Outlier detection of geodata within Spark nodes

Hi,
Is there a way to detect/handle/remove outliers from geographical data (latitude/longitude)?

If I remember well there was the outlier removal node that worked fine. But if I want to perform it within Spark?
Is there such a workaround for do it?

Thanks in advance.

Hi @gujodm

as a workaround you can use the “Spark SQL” node and the percentile_approx Spark SQL function.
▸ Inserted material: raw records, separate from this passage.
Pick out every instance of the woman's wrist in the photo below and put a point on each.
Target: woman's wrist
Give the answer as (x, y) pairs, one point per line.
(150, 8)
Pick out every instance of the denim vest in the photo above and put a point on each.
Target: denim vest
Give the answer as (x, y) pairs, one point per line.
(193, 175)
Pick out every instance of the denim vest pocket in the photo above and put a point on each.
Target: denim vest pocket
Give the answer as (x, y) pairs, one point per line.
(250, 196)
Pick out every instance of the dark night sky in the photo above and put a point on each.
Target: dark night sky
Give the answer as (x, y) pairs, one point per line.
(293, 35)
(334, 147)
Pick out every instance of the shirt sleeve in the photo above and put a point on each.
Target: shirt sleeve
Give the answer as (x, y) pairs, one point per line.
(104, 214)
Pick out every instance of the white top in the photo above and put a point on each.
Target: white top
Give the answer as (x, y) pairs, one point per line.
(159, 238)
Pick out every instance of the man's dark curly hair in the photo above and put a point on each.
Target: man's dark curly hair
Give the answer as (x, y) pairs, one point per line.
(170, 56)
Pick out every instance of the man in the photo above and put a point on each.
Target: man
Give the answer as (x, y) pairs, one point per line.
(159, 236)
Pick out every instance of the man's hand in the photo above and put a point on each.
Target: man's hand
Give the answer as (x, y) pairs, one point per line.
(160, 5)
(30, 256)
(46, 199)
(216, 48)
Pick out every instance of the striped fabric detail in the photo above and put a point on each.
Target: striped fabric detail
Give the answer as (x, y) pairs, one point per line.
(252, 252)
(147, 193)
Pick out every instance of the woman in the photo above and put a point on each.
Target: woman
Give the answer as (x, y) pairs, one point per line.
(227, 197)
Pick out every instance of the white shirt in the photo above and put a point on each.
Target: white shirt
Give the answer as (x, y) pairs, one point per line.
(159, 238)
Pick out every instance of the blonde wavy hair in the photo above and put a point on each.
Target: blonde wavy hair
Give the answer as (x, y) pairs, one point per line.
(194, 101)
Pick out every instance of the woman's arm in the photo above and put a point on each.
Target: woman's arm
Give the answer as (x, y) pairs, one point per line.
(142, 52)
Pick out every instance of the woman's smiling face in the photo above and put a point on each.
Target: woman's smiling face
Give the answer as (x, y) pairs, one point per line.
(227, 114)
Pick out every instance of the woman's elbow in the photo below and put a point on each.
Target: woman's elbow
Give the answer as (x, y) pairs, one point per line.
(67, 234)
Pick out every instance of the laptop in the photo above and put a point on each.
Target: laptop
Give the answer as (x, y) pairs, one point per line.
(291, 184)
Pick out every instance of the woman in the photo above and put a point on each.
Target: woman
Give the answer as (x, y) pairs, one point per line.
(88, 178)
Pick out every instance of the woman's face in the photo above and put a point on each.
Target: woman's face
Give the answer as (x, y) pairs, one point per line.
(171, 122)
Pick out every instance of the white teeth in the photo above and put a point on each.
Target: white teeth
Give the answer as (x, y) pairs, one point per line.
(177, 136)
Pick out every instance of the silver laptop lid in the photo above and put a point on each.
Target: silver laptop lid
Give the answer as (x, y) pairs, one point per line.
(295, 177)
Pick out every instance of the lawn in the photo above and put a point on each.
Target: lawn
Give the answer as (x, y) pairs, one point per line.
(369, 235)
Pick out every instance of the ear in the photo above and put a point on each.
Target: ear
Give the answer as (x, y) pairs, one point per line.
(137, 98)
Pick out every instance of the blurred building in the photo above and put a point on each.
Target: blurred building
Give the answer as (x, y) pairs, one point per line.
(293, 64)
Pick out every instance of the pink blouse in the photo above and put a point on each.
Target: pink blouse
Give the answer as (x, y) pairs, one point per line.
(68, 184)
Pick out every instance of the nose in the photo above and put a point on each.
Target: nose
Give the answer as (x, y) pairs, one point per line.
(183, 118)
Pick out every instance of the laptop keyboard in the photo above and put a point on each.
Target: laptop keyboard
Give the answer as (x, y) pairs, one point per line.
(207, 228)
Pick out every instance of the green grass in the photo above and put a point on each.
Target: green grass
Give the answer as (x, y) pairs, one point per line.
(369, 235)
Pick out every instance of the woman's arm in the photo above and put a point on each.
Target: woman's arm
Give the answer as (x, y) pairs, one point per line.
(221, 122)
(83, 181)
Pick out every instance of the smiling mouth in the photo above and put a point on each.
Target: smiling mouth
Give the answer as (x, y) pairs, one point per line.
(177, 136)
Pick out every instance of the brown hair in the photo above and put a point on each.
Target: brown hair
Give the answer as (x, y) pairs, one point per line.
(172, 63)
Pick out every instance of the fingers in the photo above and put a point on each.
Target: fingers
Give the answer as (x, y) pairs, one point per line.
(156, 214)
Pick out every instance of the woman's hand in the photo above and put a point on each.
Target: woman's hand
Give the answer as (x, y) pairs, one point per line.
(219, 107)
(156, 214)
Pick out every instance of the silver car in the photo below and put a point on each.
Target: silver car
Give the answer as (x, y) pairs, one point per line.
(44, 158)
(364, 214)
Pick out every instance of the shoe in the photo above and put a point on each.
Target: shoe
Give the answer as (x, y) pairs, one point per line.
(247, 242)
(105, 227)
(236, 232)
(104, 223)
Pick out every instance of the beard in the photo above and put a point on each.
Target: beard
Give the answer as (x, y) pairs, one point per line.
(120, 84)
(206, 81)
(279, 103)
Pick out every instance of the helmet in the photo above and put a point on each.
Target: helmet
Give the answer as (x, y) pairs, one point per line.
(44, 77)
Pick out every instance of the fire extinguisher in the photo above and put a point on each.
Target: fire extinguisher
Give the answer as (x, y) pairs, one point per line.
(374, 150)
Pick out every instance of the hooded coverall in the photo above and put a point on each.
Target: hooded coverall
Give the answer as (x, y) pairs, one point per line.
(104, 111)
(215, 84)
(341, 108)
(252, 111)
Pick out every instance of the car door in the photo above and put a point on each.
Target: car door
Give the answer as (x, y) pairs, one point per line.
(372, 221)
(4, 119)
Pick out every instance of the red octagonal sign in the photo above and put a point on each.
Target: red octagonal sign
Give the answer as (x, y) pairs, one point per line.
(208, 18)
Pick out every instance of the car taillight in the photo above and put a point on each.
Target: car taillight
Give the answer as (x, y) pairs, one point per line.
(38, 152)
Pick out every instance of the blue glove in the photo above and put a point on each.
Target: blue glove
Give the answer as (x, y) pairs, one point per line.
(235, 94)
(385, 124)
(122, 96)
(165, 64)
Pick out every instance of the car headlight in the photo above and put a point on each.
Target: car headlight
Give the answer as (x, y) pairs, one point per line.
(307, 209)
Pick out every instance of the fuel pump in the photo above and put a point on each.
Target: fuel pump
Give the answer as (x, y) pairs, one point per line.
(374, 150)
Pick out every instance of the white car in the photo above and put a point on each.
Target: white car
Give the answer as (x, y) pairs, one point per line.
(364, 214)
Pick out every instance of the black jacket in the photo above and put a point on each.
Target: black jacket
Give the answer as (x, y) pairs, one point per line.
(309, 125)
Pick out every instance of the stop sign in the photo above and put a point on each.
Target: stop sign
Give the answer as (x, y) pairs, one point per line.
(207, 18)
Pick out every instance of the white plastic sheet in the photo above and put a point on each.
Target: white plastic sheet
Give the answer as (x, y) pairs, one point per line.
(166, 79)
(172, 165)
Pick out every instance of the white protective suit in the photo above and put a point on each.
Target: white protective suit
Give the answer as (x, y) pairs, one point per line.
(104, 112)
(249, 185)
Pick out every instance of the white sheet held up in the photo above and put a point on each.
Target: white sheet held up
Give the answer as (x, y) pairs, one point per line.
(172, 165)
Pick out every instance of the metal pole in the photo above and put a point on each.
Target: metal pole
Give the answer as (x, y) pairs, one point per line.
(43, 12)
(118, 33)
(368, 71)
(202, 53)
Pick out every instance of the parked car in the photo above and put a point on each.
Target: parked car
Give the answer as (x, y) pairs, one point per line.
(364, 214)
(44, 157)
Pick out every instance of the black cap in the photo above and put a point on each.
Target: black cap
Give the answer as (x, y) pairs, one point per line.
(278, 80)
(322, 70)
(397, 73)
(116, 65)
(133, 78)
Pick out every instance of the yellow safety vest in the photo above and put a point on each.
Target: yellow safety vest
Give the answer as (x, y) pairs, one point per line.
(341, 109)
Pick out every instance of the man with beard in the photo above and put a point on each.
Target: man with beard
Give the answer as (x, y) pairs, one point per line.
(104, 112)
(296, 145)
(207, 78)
For example if you have a table with numeric column “agep”, the following Spark SQL query will remove outliers:

SELECT * FROM 
 #table# as inTable, 
 (SELECT (2.5*percentile_approx(agep, 0.25) - 1.5*percentile_approx(agep, 0.75)) as lower,
         (2.5*percentile_approx(agep, 0.75) - 1.5*percentile_approx(agep, 0.25)) as upper
  FROM #table#) as bound
WHERE 
  agep >= bound.lower
   AND 
  agep <= bound.upper

This is using the outlier definition based on inter-quartile ranges described here:
http://www.purplemath.com/modules/boxwhisk3.htm

  • Björn
3 Likes

Thanks @bjoern.lohrmann,
this is an interesting approach… let me try to apply it.

~g

1 Like